In the case of Asian countries, research has been conducted to identify vectors of LYDs. The phytoplasmas (then known as Mycoplasma-like organisms, MLOs) causing Kerala wilt disease in India were found to be transmitted in cages by insects of Stephanitis typica to coconut plants. The detection was undertaken with 4′,6-diamidino-2-phenylindole (DAPI) staining, electron microscopy and serodiagnosis (Mathen et al. 1990). More recent studies reported that positive cage transmission of phytoplasmas can cause root wilt disease (16SrIX) through insects of Proutista moesta (Rajan 2011). These results suggest the vector role of S. typica and P. moesta. In Sri Lanka, investigation of vectors associated with Weligma Coconut Leaf Wilt Disease (WCLWD) showed that eight homopteran species and a hemipteran species were positive to PCR-based detection. The DNA sequence was like WCLWD phytoplasma sequence, suggesting them as putative vector species of WCLWD (Kumara et al. 2015). In the case of Bogia Coconut Disease (BCD) in Papua New Guinea (PNG), positive Loop Mediated Isothermal Amplification (LAMP) was obtained in feeding solution and head tissue of insects from the families: Derbidae, Lophopidae, Flatidae and Ricaniidae and nested-PCR sequences obtained were identical to Cocos nucifera BCD phytoplasma sequences from GenBank (Lu et al. 2016). For these cases in Sri Lanka and PNG, further research is required to confirm the capacity of these insects for transmission of phytoplasmas.

9.6 Spread

Studies on gradients of LY spread in outbreaks of the disease were carried out in coconut groves in Yucatan where the disease was spreading from east to west. The results showed that as the proportion of infected palms in an outbreak increased, the distance of the disease spread from the outbreak increased and did so as an east-west symmetrical gradient (Góngora-Canul et al. 2004). Also, in Yucatan, coconut plants within a coconut grove affected by LY were studied to define the pattern of spread by following appearance of visual symptoms. The results showed that spread was randomly distributed (first 10 months) and afterward aggregates started forming, until the distribution of symptomatic palms was uniform in the whole grove (Pérez-Hernández et al. 2004). In contrast, if infected palms were searched using PCR detection, aggregate formation was already occurring at a time when symptom development was showing a random distribution (Góngora-Canul et al. 2004). In addition, studies carried out using analysis of spatial autocorrelation following visual symptom development in a coconut grove, where palms were separated 8 m from each other, showed that an infected palm could infect palms that are close to it as far as 64 m (Góngora-Canul et al. 2004).

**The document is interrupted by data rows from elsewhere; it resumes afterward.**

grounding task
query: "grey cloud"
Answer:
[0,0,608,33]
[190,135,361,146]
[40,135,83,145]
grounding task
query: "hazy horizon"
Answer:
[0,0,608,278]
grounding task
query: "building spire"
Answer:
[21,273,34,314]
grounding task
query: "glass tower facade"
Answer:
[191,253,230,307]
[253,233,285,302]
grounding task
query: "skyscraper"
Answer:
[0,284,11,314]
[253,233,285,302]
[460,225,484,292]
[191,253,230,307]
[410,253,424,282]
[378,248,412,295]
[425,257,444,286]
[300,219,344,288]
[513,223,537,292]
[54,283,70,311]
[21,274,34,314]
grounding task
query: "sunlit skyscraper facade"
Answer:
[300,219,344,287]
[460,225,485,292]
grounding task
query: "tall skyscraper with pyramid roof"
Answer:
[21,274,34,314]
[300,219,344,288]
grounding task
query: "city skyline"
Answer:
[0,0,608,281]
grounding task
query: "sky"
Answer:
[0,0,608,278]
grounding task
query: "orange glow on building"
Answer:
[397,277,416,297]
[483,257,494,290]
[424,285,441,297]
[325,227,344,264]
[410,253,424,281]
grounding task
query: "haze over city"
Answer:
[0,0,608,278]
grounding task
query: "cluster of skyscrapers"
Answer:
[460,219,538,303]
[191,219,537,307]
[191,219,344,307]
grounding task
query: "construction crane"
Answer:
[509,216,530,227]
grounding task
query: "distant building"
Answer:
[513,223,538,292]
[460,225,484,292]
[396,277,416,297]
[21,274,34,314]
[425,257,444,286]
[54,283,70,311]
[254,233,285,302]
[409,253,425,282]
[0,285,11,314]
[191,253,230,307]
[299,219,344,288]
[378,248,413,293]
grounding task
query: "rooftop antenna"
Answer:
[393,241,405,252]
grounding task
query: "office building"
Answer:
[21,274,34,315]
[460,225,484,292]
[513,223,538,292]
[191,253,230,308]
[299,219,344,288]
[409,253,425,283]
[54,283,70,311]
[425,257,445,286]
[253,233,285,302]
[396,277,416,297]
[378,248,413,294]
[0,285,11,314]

There is also another type of spread that has been referred to as ‘jump-spread’ because it is associated with longer distances of up to several tens of kilometres, where a new outbreak starts with no diseased plants in between. The fact that this is occurring, supports the participation of a flying insect vector or vectors and this may be affected by the wind. Studies on long-distance spread of LY that were carried out in Yucatan showed that the gradients of LY east-west spread were asymmetrical, larger to the west than the east, coinciding with the wind direction (Pérez-Hernández et al. 2004). When patterns of spread of CSPWD were studied in coconut plantations in Ghana, it first occurred randomly in isolated palms, spreading through the entire plot in patches and then steadily to the entire plantation (Dery and Philippe 1997). And there were also jump-spreads of varying distances (Dery and Philippe 1997).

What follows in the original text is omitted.